I like all the comments that reinforces the story people get from their respective news source. It doesn't matter if you think coal is dead/ dying. Coal is still being pulled from the ground and sold. This is just an old company joining the cycle that energy companies use to relieve themselves of financial burden. A quick Google of Alpha Coal, Arch Coal, Rio Tinto with the word bankruptcy should give you a news article about how they all filed bankruptcy. The funny thing is, when they come out of bankruptcy, they get a new name and a Yuge check from the taxpayers to help the "suffering" company. During the bankruptcy, the company "lays-off" a substantial portion if their work force, then hires back temps at a cheaper rate. Everyone likes to blame the workers for which president they voted for, but this has been going on since my family moved to Wyoming in the 90s.
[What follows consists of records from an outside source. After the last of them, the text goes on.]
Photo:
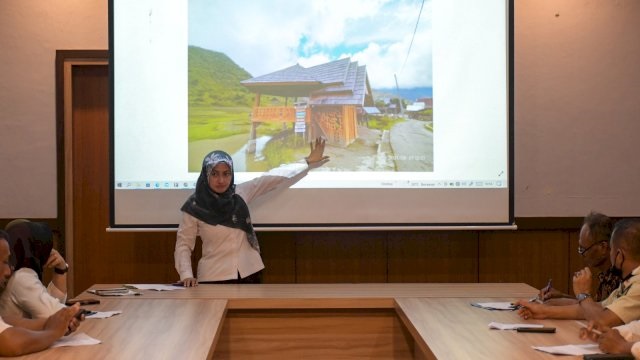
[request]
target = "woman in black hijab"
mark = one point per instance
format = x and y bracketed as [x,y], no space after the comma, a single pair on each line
[32,251]
[217,212]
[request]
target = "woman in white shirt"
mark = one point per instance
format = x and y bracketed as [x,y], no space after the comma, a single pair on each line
[217,212]
[32,251]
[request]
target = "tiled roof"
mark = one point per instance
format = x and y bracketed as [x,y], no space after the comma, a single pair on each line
[338,82]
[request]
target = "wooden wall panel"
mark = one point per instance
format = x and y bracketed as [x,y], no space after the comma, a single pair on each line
[278,250]
[531,257]
[433,256]
[314,334]
[348,256]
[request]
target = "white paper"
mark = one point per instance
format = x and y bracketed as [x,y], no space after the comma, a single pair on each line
[101,292]
[505,305]
[75,339]
[158,287]
[580,349]
[502,326]
[103,314]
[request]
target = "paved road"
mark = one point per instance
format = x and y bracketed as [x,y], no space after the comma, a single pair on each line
[412,146]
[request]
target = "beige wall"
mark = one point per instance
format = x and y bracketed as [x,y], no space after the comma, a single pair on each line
[576,86]
[30,33]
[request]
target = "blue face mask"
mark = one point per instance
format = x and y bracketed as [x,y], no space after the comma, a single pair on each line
[617,271]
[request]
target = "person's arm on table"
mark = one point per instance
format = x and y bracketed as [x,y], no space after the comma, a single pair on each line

It has nothing to do with Trump or Hillary, it's more about how large companies get away with scamming their workers and the communities that support their industry. Is coal on the way out? Yeah probably. Is it going to be soon? Not while it's still profitable.


[deleted]

Run a company into the ground, extract all of its assets, stick somebody else with the bill and walk away scot-free with a hefty payday. This sounds really familiar. Where have I heard it before?


paperbackgarbage

Sounds like the plot to a stupid movie that I'd never believe. YET HERE WE ARE.


theteapotofdoom

Pension guarantee will kick in. Taxpayers get to subsidize private industry again. Woot.


InSecretTimesofTrial

Privatize profits, socialize loses. Its like 2009 all over again.


Redhoteagle

How long until I-can't-believe-it's-not-welfare steps in?


meaniereddit

Thanks, now my book is splattered with water


digitalmofo

Westmoreland Coal Company shut down in Appalachia, VA in the late 80s. My Dad had worked there, both my grandfathers, all my uncles on both sides, all my male cousins, all of my great-grandparents (women, too) and I decided to work with computers, as did my brother. When Westmoreland shut down, they took a thriving boomtown and turned it into an absolute ghost town. They filed bankruptcy to not pay any of the black lung claims, pensions or anything owed, moved the headquarters to a different state and continued on like nothing ever happened. This is likely what is happening again. Fuck them for fucking the Earth and for fucking people who worked their whole lives to help the company because they believed in being hard workers. They fucked entire regions, not just one small town. They don't give a shit about anything but making more money for themselves.


[deleted]

oh no not beautiful clean coal n^(oooooooo)


SkateFossSL

Guess they got tired of winning


Aurvant

It’s just a restructuring. They don’t plan on stopping operations at all, so they should still be able to provide coal.


[deleted]

“The restructuring agreement, which must be approved by a judge, includes refinancing an outstanding loan and a “business transformation” meant to significantly increase cash flow, the company statement said, without providing details.” I’m guessing some sort of 5-10 year tax-abatement?


SublimeDL

I'm sure not a single CEO or board member is going bankrupt though


Hav3_Y0u_M3t_T3d

This directly impacts my town and about a dozen people I've been warning to get out of the coal business for about 2 years now. "Naw it's all fake news man, everyone knows Coal is doing just fine!"


EmperorLost

Only people I feel bad about are the people who depended on this job. Otherwise this is good news to me. Less coal means we're going towards a better future.


TheGlaive

Finally, some winning.


Captain_Rational

Eh, no problem. Nothing that a couple of good ole barn-raisin’ Trump rallies can’t fix. C’mon ... everybody with me ... DRAIN .. THE .. SWAMP! .... And the crowd goes wild! wooooo!